Monday, January 13, 2020

you can love them - love them completely...

There are people who pass through our lives who trust the light within us. Not only do they see the light we barely acknowledge, but they reverence and often restore it, too. For some of us, that is no mean feat - especially if our light has rarely been shared in public and then all too quickly extinguished. They say that men often hide their light under shame while women bury it with anger.
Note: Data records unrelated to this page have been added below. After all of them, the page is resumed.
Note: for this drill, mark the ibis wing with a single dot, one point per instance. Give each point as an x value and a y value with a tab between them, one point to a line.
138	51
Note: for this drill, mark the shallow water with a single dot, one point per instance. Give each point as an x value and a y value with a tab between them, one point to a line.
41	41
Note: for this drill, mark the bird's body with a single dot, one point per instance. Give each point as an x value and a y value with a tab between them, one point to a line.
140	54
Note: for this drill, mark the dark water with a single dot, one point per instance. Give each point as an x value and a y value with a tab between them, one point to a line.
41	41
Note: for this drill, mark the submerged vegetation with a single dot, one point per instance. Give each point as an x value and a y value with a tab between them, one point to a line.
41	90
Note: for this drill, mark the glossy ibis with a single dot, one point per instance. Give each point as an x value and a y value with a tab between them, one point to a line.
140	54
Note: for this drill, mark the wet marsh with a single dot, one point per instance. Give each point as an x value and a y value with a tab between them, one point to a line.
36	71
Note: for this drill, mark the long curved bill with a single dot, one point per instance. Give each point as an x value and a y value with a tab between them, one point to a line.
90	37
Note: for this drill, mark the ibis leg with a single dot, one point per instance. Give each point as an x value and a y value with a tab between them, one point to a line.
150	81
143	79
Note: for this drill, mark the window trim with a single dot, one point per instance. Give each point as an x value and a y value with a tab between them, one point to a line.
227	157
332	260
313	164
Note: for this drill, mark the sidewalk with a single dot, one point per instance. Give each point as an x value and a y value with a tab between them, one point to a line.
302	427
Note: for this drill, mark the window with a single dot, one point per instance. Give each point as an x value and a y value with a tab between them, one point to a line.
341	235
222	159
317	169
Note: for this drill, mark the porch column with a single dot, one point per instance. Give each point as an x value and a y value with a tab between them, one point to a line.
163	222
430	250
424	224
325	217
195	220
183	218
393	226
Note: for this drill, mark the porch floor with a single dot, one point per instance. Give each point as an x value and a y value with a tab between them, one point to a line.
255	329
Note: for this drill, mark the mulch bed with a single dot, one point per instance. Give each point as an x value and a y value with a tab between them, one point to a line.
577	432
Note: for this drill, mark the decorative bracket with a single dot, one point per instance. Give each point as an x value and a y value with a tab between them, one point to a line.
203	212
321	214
And at least for me, respecting all the insights of contemporary gender fluidity, this still rings true. A poem by Yeats that opens my favorite anthology, The Rag and Bone Shop of the Heart edited by Robert Bly, James Hillman and Michael Meade,
evokes this insight:   

Those masterful images because complete
Grew in pure mind, but out of what began?
A mound of refuse or the sweeping of a street,
Old kettles, old bottles, and a broken can,
Old iron, old bones, old rages, that raving slut
Who keeps the till. Now that my ladder's gone,
I must lie down where all the ladders start,
In the foul rag-and-bone shop of the heart.

Sometimes, but not often, the gentle and wise souls of our stories are parents. More often than not they are relatives once removed or older mentors we find in a variety of ways. Some show up serendipitously, others we search out - like spiritual directors and/or pastors - and a few are teachers who have paid careful attention to the way we move through their classes. This poem by Kory Wells captures the essence of those who see us "as through a glass darkly" and give us the benefit of the doubt. They listen and watch and encourage in small ways that cumulatively ignite the spark within into a true fire.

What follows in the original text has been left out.